Coca-Cola's CEO on C-Stores, Obesity, Future Growth

Monster off the table, but open to other "bolt-on acquisitions"

Published in CSP Daily News

Muhtar Kent

ATLANTA -- In a recent Q&A with The Wall Street Journal, Coca-Cola Co. CEO Muhtar Kent offered his thoughts on several business fronts, including the strength of convenience stores, New York City's effort to ban large fountain drinks in fast-food restaurants and the company's acquisition strategy. CSP Daily News offers these excerpts from the interview:

WSJ: Convenience and gas store sales have been quite strong, despite high gas prices. To what do you attribute that?

Kent: I think time is the best medicine for everything. Consumers are getting more used to it. A $3.50 per gallon gas price three years ago was different than $3.50 per gallon gas price today.

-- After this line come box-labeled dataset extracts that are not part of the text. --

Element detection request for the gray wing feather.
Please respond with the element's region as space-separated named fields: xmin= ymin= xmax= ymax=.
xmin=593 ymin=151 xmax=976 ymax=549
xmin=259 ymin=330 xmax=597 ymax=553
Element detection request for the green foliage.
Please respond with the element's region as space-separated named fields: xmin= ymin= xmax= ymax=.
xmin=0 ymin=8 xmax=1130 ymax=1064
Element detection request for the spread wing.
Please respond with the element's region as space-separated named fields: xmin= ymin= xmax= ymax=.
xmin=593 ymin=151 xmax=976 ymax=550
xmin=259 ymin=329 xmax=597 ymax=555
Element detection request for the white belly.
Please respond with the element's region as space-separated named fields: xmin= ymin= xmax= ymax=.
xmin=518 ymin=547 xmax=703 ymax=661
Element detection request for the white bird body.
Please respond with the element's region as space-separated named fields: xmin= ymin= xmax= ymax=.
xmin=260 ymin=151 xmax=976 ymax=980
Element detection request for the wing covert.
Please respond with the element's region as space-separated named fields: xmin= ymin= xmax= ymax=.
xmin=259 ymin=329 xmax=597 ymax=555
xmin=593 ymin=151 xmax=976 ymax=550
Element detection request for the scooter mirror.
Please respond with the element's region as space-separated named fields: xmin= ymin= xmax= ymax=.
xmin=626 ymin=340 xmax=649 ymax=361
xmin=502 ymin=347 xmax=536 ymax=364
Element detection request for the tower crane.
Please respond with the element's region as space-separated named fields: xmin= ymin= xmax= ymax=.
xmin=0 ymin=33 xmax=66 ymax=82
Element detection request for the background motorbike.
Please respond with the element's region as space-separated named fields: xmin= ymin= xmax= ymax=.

WSJ: There is growing concern and debate about obesity. How much of a threat does that represent for Coke and the beverage industry?

Kent: This is an important, complicated societal issue that we all have to work together to provide a solution. That's why we are working with government, business and civil society to have active lifestyle programs in every country we operate by 2015.

We've gone from being a single-beverage, single-brand company to now 500-plus brands, 3,000 products. Eight hundred of these products we've introduced in the last four or five years are calorie-free or low-calorie. It is, I believe, incorrect and unjust to put the blame on any single ingredient, any single product, any single category of food.

WSJ: Coke has cash reserves of about $13 billion. What do you plan to do with all that money?

Kent: Our capex [capital expenditure] needs for growth. Then we have dividends, secondly. Thirdly, share buybacks. And finally if there's anything left and if there is something we can spend on, bolt-on acquisitions.

WSJ: One area where Coke and PepsiCo have lagged behind others is in energy drinks. We've reported Coke has been in talks in the past with [California-based energy drink maker] Monster Beverage Corp. Is that a route you'd still consider?

Kent: I think it was erroneously reported. We have an agreement with Monster for distribution. We always are in discussions to see how we can realize the full value and potential of our distribution arrangements, but not acquisition.

We believe we have the right plans in place to generate organic growth with our current brands.

WSJ: Are you satisfied with going it alone in tea? That's another area Coke isn't a market leader. In the U.S., there has always been speculation about Arizona Beverage Co. at some point perhaps being available.

Kent: We have a very good roster of brands in the U.S. in tea. Honest Tea, Gold Peak, they're both growing very rapidly and way higher than the total market and total category. ... We also have announced recently that we're launching more mainstream teas in the U.S. under the Fuze label.